References (to my mind) are supposed to stop the referenced object from
being freed/destroed

> A new function talloc_destroy() can be used to delete an object with
> existing references. Causing the callbacks above to be called before
> the actual removal.
>
>   
This problem is certainly an elephant. I think we should each state
clearly what we see:

I see:

   1. A full reference counting graph
   2. with each node having a secret "parent" reference which is solely
      an implicit argument for free/steel and thus having important
      current value for historical reasons.
   3. When a node has no references of any kind, it's destructor should
      be called which may optionally defer the free (although what would
      then trigger the free as the parent may have gone away) I don't know.

Idea on closed-loop detection.

As for as circular references go, unlike java it can be hard to know if
a close-loop of nodes can be freed, as we don't know if there are any
active program pointers to any of these nodes.

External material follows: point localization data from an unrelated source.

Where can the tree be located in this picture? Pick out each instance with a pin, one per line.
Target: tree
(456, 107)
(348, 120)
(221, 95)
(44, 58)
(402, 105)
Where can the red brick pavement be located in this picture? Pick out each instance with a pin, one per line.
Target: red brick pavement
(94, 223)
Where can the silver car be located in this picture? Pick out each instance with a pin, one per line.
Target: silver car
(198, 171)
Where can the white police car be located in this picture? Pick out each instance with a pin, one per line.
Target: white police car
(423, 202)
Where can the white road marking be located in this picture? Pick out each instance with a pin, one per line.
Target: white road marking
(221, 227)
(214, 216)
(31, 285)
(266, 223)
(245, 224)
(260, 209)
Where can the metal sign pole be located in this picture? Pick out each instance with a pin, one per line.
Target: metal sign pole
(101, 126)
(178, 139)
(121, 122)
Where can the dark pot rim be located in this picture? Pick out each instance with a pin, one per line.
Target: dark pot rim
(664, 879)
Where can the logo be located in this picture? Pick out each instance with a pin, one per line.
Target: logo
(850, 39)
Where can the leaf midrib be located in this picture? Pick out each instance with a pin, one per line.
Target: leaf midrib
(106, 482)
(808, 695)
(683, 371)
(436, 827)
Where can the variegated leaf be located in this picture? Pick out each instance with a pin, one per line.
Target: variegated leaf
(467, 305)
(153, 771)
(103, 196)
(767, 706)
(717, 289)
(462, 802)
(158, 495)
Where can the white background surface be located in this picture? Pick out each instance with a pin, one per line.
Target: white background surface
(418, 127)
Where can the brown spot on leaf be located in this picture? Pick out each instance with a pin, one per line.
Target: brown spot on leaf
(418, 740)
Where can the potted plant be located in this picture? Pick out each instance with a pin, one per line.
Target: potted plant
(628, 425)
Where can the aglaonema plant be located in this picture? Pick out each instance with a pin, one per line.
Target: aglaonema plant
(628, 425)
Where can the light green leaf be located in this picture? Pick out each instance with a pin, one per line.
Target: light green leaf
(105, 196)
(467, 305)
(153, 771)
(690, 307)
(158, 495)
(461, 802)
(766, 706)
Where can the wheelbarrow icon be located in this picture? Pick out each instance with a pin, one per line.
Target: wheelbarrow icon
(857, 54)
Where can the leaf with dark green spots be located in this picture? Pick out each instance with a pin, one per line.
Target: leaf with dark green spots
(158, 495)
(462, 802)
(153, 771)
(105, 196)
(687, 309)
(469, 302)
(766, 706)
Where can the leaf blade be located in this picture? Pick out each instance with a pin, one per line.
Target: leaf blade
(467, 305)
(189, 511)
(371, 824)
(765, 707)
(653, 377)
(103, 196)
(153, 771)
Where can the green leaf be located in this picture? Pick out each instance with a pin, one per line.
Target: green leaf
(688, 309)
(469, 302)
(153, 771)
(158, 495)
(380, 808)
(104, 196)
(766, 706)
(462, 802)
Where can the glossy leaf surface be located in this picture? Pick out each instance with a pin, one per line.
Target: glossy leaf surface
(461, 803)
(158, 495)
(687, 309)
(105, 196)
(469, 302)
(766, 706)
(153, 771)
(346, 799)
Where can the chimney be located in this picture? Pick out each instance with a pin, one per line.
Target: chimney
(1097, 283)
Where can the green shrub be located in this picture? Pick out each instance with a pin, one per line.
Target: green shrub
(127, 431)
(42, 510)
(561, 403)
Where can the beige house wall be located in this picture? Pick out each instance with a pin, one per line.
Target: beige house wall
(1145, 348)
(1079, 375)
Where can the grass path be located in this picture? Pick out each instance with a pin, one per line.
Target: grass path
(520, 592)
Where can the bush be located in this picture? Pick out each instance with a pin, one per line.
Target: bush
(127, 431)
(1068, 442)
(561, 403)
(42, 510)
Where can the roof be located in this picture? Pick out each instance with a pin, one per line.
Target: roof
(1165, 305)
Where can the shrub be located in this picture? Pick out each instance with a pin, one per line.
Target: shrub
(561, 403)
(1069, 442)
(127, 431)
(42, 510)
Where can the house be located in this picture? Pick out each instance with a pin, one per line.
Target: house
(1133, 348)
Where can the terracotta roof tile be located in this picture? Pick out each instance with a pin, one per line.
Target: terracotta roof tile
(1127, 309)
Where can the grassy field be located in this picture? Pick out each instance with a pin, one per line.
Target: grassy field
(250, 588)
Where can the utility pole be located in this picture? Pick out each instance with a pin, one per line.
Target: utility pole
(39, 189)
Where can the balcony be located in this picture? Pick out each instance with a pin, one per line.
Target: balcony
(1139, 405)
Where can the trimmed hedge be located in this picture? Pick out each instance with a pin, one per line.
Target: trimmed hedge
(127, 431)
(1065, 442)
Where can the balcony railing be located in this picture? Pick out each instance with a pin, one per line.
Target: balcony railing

Perhaps a node may say at the point when it loses a reference [which
includes a parent]:

    If none of the nodes which reference me have a reference from a node
    other than those in the graph that I reference, then I can be freed.

Or in other words:

    If there are nodes which reference me which are referenced even
    indirectly by nodes that I don't even indirectly reference then I
    must remain.

Now of course it may think that it could just be a nodule referenced
from a larger closed loop, but that closed loop would have been detected
when the free/unreference occurred that detached it (according to the
same rules).

Sam